3.8. Coverage - Time

1996-2021

3.9. Base period

Not applicable.


4. Unit of measure Top

• Number of enterprises and number of local units are expressed in units.

• Monetary data are expressed in millions of €.

• Employment variables are expressed in units.

• Per head values are expressed in thousands of € per head. 

Ratios are expressed in percentages.


5. Reference Period Top

2021
Data refer to calendar year


6. Institutional Mandate Top
6.1. Institutional Mandate - legal acts and other agreements

Starting with reference year 2021 two new regulations currently form the legal basis of SBS:

Year 1995 was the first year for the implementation of the Council Regulation No 58/97 (SBS Regulation).

The Council Regulation No 58/97 has been amended three times: by Council Regulation No 410/98, Commission Regulation No 1614/2002 and European Parliament and Council Regulation No 2056/2002. As a new amendment of the basic Regulation it was decided to recast the Regulation No 58/97 in order to obtain a new "clean" legal text.
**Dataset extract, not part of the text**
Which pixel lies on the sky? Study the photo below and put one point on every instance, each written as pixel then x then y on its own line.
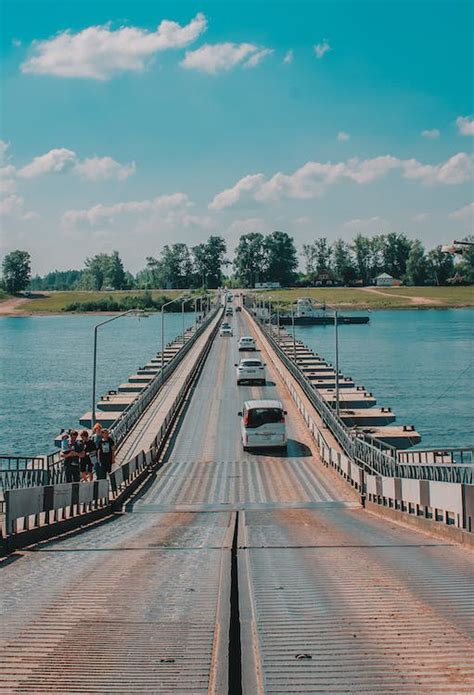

6.2. Institutional Mandate - data sharing

Not applicable.


7. Confidentiality Top
7.1. Confidentiality - policy

Statistical confidentiality is defined in Act no. 51-711 of 7 June 1951 (amended) on legal obligation, coordination and confidentiality in the field of statistics. Economic or financial information may not be communicated to anyone for twenty-five years, unless special dispensation is granted by the statistical confidentiality committee, given that the information will not be used for tax inspection or punitive measures.

For business statistics, cells concerning less than three enterprises and cells in which a single enterprise represents over 85% of the total value are protected since they fall under the primary confidentiality rules. Secondary confidential cells are also protected. However, the dissemination of lists extracted from the register of enterprises and establishments may mention economic activity, number of employees category and turnover size bracket.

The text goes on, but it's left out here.